At Bayer, the decision process to start the incubator near UC San Francisco, or UCSF, took only three months, and it was one year from idea to opening, said Christopher Haskell, head of the U.S. Science Hub, Bayer HealthCare Pharmaceuticals. “We see it as a sandbox that will evolve over time.” The key to getting it done so quickly was “asking the right people.”
“We have a master agreement with UCSF so the researchers can work with us within a month,” he said. “People with a Small Business Innovation Research (SBIR) grant and a credit card are our sweet spot for the incubator. They have an interesting idea, excellent science and are still shaping it.”
Haskell said that he had to battle the corporate bureaucracy to get Bayer to agree to use crowdsourcing techniques to determine grant recipients and to be willing to give up control. “It’s a relationship-building tool. We give the researcher some money and ask them to stay in touch. If you try to work out everything in advance, you’re going to spend six to eight months with attorneys before you start doing the science,” he said.
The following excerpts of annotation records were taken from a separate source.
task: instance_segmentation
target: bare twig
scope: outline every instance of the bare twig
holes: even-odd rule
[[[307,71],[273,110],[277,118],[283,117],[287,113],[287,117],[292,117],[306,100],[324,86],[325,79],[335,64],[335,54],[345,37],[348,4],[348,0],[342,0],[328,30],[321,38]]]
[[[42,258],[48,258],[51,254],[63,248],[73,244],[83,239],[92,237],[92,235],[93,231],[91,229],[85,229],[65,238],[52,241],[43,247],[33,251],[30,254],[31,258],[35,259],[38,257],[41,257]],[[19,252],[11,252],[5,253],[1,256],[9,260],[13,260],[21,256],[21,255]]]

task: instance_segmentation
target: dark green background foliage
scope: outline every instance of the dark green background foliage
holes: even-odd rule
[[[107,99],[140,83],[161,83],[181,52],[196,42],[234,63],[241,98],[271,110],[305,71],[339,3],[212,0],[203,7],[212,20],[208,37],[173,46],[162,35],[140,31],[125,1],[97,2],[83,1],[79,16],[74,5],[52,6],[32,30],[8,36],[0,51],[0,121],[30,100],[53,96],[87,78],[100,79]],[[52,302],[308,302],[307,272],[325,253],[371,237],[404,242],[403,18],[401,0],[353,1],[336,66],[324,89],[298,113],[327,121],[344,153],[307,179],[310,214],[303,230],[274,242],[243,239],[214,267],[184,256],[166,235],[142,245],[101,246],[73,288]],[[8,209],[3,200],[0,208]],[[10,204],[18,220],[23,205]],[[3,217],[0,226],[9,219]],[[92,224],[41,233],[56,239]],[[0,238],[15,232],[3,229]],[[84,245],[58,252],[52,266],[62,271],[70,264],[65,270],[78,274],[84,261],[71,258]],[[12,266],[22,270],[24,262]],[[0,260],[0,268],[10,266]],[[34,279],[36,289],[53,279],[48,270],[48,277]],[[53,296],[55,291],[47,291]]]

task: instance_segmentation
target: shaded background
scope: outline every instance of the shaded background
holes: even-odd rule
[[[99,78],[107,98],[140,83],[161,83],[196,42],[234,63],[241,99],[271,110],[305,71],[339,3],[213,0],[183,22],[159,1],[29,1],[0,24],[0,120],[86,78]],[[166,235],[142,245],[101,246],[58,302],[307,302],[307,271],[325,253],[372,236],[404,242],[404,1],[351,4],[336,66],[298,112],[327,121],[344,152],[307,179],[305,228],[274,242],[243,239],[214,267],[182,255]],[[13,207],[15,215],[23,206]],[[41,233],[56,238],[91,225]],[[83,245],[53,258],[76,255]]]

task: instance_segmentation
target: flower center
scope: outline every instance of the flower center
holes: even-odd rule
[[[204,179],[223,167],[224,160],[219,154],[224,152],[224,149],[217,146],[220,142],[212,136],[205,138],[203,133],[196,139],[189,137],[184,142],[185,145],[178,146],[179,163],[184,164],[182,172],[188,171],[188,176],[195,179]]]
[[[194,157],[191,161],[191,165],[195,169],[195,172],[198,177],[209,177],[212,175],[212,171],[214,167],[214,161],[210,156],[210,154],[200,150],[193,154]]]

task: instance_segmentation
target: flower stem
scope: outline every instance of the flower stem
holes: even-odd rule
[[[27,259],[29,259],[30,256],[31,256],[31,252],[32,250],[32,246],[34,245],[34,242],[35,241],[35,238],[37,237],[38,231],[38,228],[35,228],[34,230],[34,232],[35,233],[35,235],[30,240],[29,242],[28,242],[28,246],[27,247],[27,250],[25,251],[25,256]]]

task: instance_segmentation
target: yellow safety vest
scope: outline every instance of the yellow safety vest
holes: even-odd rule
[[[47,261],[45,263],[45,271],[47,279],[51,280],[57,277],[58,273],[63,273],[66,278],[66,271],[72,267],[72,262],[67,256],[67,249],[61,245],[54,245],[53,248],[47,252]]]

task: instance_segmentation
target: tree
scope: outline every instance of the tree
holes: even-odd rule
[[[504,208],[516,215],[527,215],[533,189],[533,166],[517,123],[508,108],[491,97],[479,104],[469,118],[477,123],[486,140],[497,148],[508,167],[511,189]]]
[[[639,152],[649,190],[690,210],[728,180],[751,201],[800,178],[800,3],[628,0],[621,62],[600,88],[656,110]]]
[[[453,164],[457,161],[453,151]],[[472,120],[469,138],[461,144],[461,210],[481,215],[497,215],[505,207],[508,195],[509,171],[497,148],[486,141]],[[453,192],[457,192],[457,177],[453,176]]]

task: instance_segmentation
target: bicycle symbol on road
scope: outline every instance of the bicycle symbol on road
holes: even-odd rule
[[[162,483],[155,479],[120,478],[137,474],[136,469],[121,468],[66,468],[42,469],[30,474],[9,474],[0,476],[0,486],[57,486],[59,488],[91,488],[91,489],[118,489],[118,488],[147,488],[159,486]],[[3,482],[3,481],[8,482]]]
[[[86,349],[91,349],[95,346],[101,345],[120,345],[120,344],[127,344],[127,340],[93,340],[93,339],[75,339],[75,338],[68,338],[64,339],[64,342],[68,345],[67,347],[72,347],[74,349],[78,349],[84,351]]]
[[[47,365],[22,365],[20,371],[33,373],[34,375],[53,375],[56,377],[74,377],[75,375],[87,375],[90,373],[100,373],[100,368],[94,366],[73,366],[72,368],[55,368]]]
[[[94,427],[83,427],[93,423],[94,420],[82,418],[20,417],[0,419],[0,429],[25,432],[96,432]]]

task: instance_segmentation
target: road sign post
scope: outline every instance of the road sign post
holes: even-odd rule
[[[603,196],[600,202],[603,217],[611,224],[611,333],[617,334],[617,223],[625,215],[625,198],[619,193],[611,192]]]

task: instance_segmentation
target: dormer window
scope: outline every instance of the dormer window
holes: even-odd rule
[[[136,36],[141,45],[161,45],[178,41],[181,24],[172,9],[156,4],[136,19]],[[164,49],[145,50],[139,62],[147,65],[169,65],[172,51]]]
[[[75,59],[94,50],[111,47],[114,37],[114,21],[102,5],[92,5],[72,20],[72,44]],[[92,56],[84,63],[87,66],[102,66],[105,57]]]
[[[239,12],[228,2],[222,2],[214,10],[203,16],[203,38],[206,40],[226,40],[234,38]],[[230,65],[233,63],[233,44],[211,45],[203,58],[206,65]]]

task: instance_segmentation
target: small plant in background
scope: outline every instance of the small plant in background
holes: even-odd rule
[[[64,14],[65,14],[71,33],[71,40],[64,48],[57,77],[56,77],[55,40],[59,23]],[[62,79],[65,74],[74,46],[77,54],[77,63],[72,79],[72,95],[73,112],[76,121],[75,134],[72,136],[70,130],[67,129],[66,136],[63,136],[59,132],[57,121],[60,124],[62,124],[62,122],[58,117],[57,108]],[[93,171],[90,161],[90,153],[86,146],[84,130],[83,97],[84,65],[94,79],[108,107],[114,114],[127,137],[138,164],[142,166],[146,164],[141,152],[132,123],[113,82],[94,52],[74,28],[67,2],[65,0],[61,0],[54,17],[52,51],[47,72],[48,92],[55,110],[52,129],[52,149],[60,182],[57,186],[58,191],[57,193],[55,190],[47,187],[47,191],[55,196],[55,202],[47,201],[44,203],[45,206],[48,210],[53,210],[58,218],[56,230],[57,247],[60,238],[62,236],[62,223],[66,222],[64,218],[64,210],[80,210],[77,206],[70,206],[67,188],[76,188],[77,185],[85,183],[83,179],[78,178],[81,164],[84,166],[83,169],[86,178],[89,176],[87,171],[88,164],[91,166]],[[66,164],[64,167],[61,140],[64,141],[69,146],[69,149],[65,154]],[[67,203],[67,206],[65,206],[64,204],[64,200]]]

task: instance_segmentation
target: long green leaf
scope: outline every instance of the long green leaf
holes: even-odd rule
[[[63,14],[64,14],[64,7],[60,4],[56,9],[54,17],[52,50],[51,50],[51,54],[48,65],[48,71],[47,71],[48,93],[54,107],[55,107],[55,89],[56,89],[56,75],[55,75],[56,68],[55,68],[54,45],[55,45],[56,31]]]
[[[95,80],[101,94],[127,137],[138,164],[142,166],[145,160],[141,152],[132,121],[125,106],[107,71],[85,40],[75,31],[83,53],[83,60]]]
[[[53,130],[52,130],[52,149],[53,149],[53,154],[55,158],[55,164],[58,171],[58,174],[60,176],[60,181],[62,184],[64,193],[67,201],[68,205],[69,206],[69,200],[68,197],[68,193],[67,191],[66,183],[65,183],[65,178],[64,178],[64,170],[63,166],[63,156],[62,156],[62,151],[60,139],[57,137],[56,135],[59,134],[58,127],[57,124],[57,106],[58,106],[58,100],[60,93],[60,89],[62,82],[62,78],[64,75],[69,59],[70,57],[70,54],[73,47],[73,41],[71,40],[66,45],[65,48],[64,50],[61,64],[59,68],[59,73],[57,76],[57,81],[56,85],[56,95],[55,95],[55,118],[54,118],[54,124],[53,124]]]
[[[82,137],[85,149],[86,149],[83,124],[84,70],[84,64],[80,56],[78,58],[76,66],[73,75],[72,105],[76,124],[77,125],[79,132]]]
The role of universities in conducting basic research remains very important, said Neela Patel, director of Global External Research at Abbott Laboratories, since they have a depth in expertise in biology and “we know how to do drug discovery.” Crowdsourcing can answer a specific problem but it’s unlikely to develop a novel and transformational platform.
The pharmaceutical industry was always capital rich and now needs to be more efficient, said Bhasker Shetty, vice president of Pfizer Worldwide R&D and site director of Pfizer La Jolla Laboratories. “We weren’t using our capital appropriately. What we are going through now is painful and is the right direction. To maximize your capital, you need to focus,” he said.
Patel said that Abbott is also focusing on smaller interest areas “where we think that we can win. We are putting bigger bets on a smaller number of areas which can be riskier in the long-run.”
Rule No. 142
Changing the corporate culture of a large company is like turning around the Queen Mary. You need to give it a wide berth at its birth.